There's nothing wrong with having feelings and emotions. It's how you use them. Do you use them as a tool to strengthen your resolve when the shit gets truly hard and get shit done? Or do you use them as an excuse as to why it doesn't really need to get done right now?

[–]DanceMonkeeDanceRed Beret2 points3 points  (0 children) | Copy

Good summary

[–]SorcererKingMod / Red Beret0 points1 point  (0 children) | Copy

See here.

[–][deleted] 1 point2 points  (2 children) | Copy

You sound completely lost in every post you've made so far. You're looking for solutions as if they were band-aids. Treat the problem, not the symptom.
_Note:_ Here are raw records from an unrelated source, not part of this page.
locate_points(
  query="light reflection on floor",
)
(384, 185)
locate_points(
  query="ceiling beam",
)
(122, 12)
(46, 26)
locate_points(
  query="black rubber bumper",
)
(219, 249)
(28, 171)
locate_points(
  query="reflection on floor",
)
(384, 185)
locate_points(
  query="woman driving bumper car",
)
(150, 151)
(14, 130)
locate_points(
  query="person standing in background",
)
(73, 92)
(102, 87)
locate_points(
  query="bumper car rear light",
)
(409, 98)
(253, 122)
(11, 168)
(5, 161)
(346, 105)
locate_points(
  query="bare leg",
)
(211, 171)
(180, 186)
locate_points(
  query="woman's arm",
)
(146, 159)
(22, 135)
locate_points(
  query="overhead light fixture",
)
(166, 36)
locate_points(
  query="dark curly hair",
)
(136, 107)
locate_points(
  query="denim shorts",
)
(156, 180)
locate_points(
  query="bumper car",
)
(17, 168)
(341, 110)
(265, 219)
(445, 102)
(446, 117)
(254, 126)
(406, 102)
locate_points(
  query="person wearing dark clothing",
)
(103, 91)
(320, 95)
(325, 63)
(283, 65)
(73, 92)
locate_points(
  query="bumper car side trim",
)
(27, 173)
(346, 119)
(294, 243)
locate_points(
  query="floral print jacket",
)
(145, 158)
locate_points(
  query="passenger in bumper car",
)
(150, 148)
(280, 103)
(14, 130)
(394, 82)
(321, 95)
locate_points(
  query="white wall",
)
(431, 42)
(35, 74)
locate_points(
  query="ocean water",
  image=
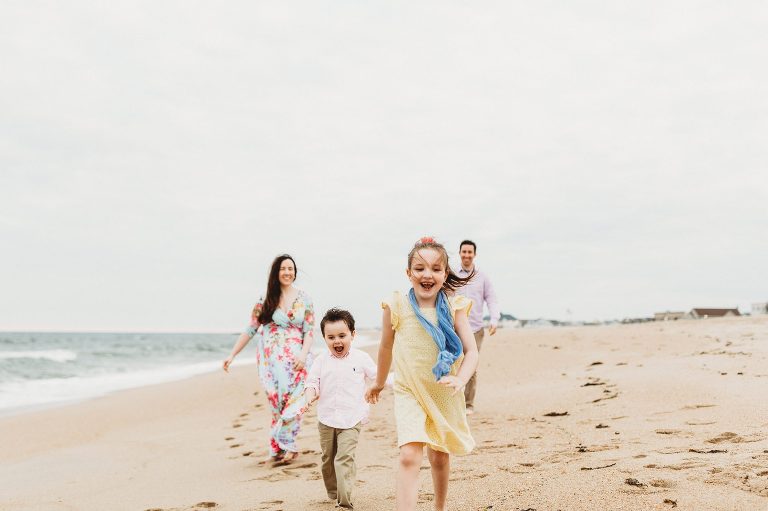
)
(45, 369)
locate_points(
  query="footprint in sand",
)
(734, 438)
(696, 407)
(687, 465)
(700, 423)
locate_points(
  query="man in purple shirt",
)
(478, 290)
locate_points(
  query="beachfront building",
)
(668, 316)
(700, 313)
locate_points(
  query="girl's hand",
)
(453, 382)
(372, 394)
(300, 361)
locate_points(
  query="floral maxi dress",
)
(278, 343)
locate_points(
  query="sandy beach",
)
(645, 416)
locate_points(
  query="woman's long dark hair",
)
(272, 300)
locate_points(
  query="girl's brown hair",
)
(452, 281)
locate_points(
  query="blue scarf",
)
(448, 343)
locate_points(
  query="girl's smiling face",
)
(427, 274)
(287, 273)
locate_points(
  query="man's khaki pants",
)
(469, 390)
(338, 461)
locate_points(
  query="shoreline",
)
(670, 406)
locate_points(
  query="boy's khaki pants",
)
(338, 461)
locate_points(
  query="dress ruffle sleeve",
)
(393, 304)
(254, 324)
(459, 302)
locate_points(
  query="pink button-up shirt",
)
(479, 290)
(340, 383)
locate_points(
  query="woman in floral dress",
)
(283, 322)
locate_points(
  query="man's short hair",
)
(334, 315)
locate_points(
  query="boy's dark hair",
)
(334, 315)
(468, 242)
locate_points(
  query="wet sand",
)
(648, 416)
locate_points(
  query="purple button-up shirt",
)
(479, 290)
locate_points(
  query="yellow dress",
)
(425, 411)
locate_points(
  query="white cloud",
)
(608, 159)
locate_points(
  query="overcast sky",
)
(609, 160)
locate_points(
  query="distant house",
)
(699, 313)
(668, 316)
(505, 321)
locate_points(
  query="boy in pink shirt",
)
(337, 382)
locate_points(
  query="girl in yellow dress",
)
(428, 336)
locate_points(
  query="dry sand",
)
(659, 416)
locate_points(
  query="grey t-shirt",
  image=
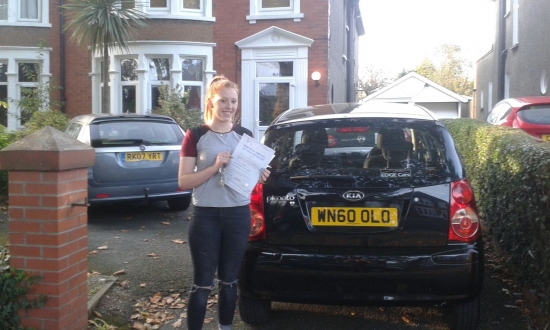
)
(205, 145)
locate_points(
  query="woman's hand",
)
(264, 174)
(222, 159)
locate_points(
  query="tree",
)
(452, 71)
(103, 25)
(372, 80)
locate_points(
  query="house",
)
(517, 64)
(270, 48)
(414, 88)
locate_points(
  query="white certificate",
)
(248, 158)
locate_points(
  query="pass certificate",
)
(248, 158)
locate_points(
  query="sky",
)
(399, 34)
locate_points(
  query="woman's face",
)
(224, 104)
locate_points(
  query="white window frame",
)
(14, 15)
(174, 10)
(191, 83)
(144, 51)
(13, 56)
(259, 13)
(155, 82)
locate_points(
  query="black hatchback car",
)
(365, 205)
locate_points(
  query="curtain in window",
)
(3, 10)
(29, 9)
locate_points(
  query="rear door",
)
(335, 200)
(135, 151)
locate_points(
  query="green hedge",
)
(510, 173)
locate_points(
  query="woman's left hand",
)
(264, 174)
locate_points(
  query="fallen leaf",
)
(156, 298)
(138, 326)
(119, 272)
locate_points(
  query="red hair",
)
(216, 85)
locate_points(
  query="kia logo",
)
(353, 195)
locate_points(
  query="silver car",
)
(137, 158)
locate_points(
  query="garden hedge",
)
(510, 174)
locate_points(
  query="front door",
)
(273, 92)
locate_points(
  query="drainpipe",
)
(62, 54)
(349, 51)
(502, 52)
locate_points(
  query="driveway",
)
(147, 246)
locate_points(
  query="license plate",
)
(354, 216)
(139, 156)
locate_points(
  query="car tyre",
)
(254, 311)
(465, 316)
(180, 203)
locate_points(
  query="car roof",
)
(356, 110)
(95, 117)
(517, 102)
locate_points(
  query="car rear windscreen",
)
(381, 154)
(536, 115)
(127, 133)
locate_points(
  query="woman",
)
(218, 233)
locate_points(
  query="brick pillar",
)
(48, 230)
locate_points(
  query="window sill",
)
(253, 18)
(30, 24)
(191, 18)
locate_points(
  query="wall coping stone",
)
(46, 150)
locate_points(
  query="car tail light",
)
(464, 220)
(331, 141)
(257, 222)
(352, 129)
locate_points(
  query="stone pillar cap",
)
(46, 150)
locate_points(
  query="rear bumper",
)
(383, 277)
(140, 192)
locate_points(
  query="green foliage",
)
(510, 173)
(173, 104)
(451, 71)
(14, 286)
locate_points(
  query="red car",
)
(531, 114)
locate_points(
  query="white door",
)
(271, 98)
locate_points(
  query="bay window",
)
(24, 13)
(135, 79)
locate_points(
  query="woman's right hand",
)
(222, 159)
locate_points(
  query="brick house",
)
(517, 65)
(269, 47)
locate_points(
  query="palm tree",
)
(103, 25)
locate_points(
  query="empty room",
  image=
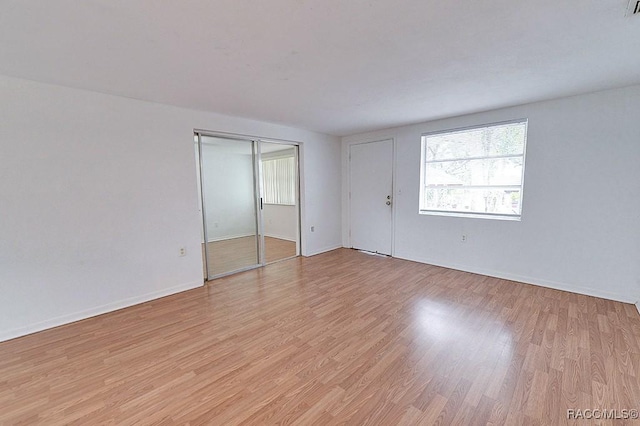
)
(332, 212)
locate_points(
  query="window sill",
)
(512, 218)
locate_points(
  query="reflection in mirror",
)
(229, 203)
(279, 193)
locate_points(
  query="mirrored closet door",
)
(250, 210)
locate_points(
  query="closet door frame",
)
(258, 194)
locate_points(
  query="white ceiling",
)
(334, 66)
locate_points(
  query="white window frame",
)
(474, 214)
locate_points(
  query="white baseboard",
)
(527, 280)
(280, 237)
(98, 310)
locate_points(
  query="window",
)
(279, 181)
(474, 172)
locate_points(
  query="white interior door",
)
(371, 195)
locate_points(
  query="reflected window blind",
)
(278, 181)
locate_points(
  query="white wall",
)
(280, 221)
(99, 192)
(229, 193)
(580, 226)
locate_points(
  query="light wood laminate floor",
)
(238, 253)
(339, 338)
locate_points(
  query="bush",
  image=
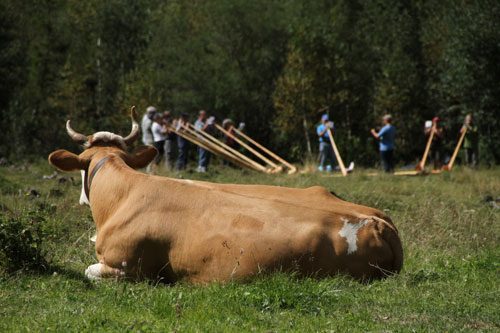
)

[–]number123356[S] 0 points1 point  (1 child) | Copy

Yeah, I guess I sound lost. I am posting much, to get things right. The readings from the sidebar are good, but I have to break up a lifetime of Betaness. The perspective from out sight is important to me. I guess I am seeking guidance.

[–][deleted] 0 points1 point  (0 children) | Copy

guidance

MRP is a set of tools to get you there. Not to tell you where there is. As you said in OYS, you need a MAP. The symptoms are feeling lost, 1000yard stare, and feeling distance from the wife.



You can kill a man, but you can't kill an idea.